The hunter nodded and swung the empty pack on to his shoulder. “I best start back if I’m to make it by morning. We’ll win you what time we can, but I can’t promise much.”
“Don’t try anything heroic, you great lump. Lie low, stay safe and let them pass.” Tarbhal squeezed Raghlan’s shoulder and stepped back.
Raghlan moved towards the treeline. He turned, shouted, “His name’s Cú”, and was gone.
The name of the brindle that, in folktales, ran with the Black Hunt. Of course its name was Cú.
Breag walked to where Sionna had lain, silent, throughout the conversation. He lifted her blanket and dropped the cub into the curve of her tensed arms. “This is yours for tonight. Seems his name’s Cú.”
He turned towards his own blanket without waiting for an answer. His wrist stung and a drop of blood filled each puncture mark.
“A good man, Raghlan.” Tarbhal settled back on the other side of the dying fire. “Follows the old faith. Not loud about it, but feels strong about doing what’s right.”
Breag grunted.
Tarbhal waited a long moment before speaking again. “You know, lad, if I didn’t know that your sight wasn’t much different from mine last night, I’d be feeling like an old man right now.”
Breag didn’t answer, but a chill settled into his gut that the fire couldn’t ease. His vision was better, now that Tarbhal drew his attention to it. Smell too, and most definitely his hearing. He pulled his new-healed right arm closer and turned his back on the guard.

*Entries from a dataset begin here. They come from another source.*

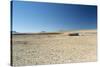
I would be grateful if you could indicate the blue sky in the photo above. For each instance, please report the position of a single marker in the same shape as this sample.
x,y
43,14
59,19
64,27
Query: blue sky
x,y
51,17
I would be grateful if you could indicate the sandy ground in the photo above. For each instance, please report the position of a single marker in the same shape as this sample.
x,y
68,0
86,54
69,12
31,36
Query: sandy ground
x,y
54,49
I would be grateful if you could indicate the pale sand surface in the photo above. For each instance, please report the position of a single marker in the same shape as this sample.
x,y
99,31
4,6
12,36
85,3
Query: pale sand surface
x,y
54,49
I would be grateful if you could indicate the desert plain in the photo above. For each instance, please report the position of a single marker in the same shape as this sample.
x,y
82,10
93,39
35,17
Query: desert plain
x,y
54,48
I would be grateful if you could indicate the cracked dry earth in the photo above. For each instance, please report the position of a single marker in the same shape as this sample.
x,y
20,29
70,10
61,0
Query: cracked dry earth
x,y
52,49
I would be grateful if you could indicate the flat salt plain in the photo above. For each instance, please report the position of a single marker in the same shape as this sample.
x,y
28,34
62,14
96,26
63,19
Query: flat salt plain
x,y
61,48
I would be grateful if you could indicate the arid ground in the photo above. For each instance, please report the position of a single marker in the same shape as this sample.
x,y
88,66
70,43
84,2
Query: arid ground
x,y
48,48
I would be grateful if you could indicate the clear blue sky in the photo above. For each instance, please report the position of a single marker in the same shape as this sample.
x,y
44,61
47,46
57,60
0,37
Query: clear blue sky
x,y
39,16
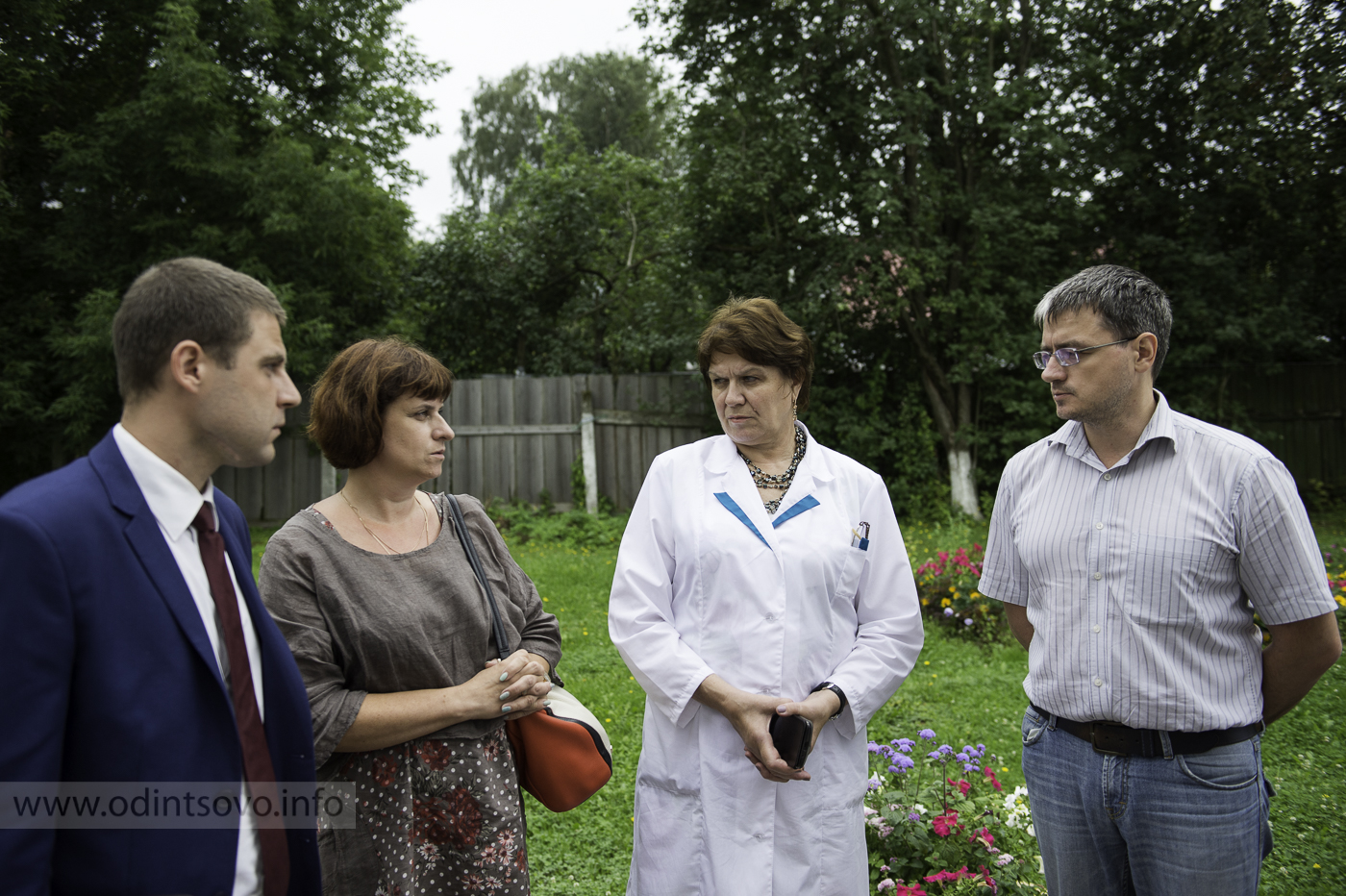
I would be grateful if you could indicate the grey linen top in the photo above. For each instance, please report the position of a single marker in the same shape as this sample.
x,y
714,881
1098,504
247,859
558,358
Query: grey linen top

He glanced at Sionna before submitting to sleep. She lay curled around the cub, hands massaging the base of its stubby ears. Cú’s tail thumped a heartbeat against her leg.
* * *
The wolf cub growled at the shredded rag of leather he shook in his teeth. He tossed it into the air and leapt to snatch it before it hit the ground. Absorbed in his game, he didn’t notice the hush that fell in the forest at the sound of careful human feet. The cub circled and growled, startling only when a dark shadow fell across him.